The University of Michigan’s “Words Matter Task Force” determined that several basic words, including “picnic” and “brown bag,” are offensive.
The university created the “Words Matter Task Force” to evaluate “the terms and language conventions” used in the school’s curriculum that “may hinder effective communication, harm morale, and deliberately or inadvertently exclude people from feeling accepted to foment a health and inclusive culture,” according to the College Fix.
“Given the importance of communication and the Information and Technology Services core value of inclusivity, the Words Matter Task Force was formed and charged with identifying terms used within ITS that are, or can be construed to be, racist, sexist, or non-inclusive,” the university explained in a 10-page document.
The problematic words the group identified include: “privileged account,” “handicapped,” “blacklist,” “crazy,” “grandfathered,” and “dummy.”

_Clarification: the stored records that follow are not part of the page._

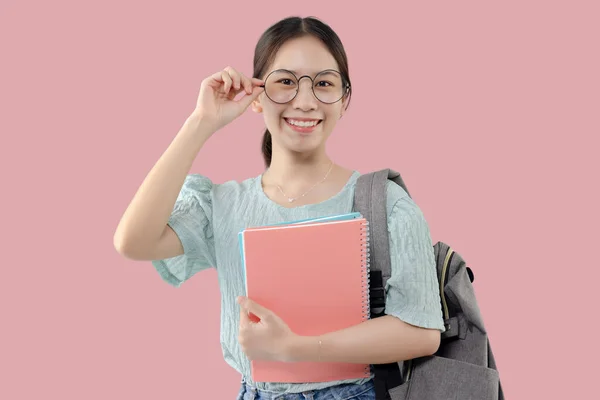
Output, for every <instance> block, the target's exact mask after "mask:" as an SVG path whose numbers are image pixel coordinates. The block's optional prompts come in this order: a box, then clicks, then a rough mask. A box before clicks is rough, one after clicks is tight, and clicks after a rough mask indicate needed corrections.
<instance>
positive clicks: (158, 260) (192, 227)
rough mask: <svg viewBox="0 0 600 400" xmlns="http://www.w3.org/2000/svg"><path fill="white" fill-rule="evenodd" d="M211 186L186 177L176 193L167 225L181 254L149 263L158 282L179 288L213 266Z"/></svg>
mask: <svg viewBox="0 0 600 400" xmlns="http://www.w3.org/2000/svg"><path fill="white" fill-rule="evenodd" d="M212 186H213V184H212V182H211V181H210V180H209V179H208V178H206V177H203V176H201V175H197V174H191V175H188V176H187V177H186V179H185V181H184V184H183V186H182V188H181V191H180V192H179V195H178V197H177V200H176V201H175V206H174V207H173V211H172V212H171V216H170V217H169V221H168V225H169V226H170V227H171V228H172V229H173V231H175V233H176V234H177V236H178V237H179V240H181V244H182V245H183V251H184V253H183V254H182V255H179V256H176V257H172V258H167V259H164V260H153V261H152V265H154V267H155V268H156V270H157V271H158V273H159V275H160V276H161V278H162V279H163V280H164V281H166V282H167V283H169V284H170V285H172V286H175V287H179V286H181V284H182V283H183V282H185V281H186V280H188V279H189V278H191V277H192V276H193V275H194V274H196V273H198V272H200V271H202V270H204V269H207V268H210V267H213V266H215V264H216V261H215V246H214V238H213V228H212V198H211V191H212Z"/></svg>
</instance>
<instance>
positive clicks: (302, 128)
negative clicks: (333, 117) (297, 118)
mask: <svg viewBox="0 0 600 400" xmlns="http://www.w3.org/2000/svg"><path fill="white" fill-rule="evenodd" d="M284 120H285V122H287V124H288V125H290V126H291V127H292V128H295V129H297V130H298V129H300V130H303V131H304V130H312V129H313V128H315V127H316V126H317V125H319V124H320V123H321V122H322V121H323V120H322V119H294V118H284Z"/></svg>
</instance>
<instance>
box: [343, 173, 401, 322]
mask: <svg viewBox="0 0 600 400" xmlns="http://www.w3.org/2000/svg"><path fill="white" fill-rule="evenodd" d="M388 180H391V181H392V182H394V183H396V184H398V185H400V186H401V187H402V188H403V189H404V190H405V191H406V193H408V189H407V188H406V185H405V184H404V181H403V179H402V177H401V176H400V173H398V172H396V171H394V170H391V169H382V170H379V171H375V172H369V173H367V174H363V175H360V176H359V177H358V179H357V181H356V188H355V192H354V211H358V212H360V213H361V214H362V215H363V216H364V217H365V219H366V220H367V221H368V223H369V259H370V265H369V269H370V282H369V284H370V288H371V290H370V302H371V316H372V317H377V316H380V315H382V313H383V310H384V309H385V286H386V283H387V280H388V279H389V278H390V276H391V274H392V267H391V261H390V249H389V235H388V230H387V225H388V224H387V222H388V221H387V204H386V199H387V193H386V192H387V191H386V189H387V184H388ZM409 196H410V194H409Z"/></svg>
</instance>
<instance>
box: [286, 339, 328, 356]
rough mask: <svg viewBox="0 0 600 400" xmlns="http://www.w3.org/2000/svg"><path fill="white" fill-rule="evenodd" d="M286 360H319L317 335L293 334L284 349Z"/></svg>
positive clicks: (318, 351) (319, 347)
mask: <svg viewBox="0 0 600 400" xmlns="http://www.w3.org/2000/svg"><path fill="white" fill-rule="evenodd" d="M284 354H285V355H284V357H285V359H286V361H290V362H305V361H312V362H318V361H321V339H320V337H317V336H300V335H293V336H291V337H290V339H289V340H288V342H287V345H286V346H285V350H284Z"/></svg>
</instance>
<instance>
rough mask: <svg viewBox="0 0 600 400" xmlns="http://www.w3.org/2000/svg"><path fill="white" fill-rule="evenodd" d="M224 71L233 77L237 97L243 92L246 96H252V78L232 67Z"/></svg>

Phrases students and faculty members should avoid saying include: “Long time no see,” “Crack the whip,” “Low man on the totem pole,” “Off the reservation,” and “Sold down the river.”
“Picnic” is also an offensive word, according to the task force, which suggested using “gathering” instead.
The task force did not explain its reasoning regarding the word “picnic”, but a Reuters fact check confirmed that the term does not have racist origins.
“The word picnic derives from the 17th century French word ‘pique-nique,’ a term used to describe a social gathering in which attendees each contributed with a portion of food or another useful item,” according to David Pilgrim, author of several books on the history and cultural symbols of the Jim Crow era.
In a statement, a spokesman for the University of Michigan admitted the new guidelines are a “work in progress.”
“This effort remains a work in progress, but it’s important to remember this is an educational effort about language that will allow the ITS team to better serve the entire university community,” he said. “All educational work around language is undertaken within the context of the university’s strong and long-standing policies on freedom of speech.”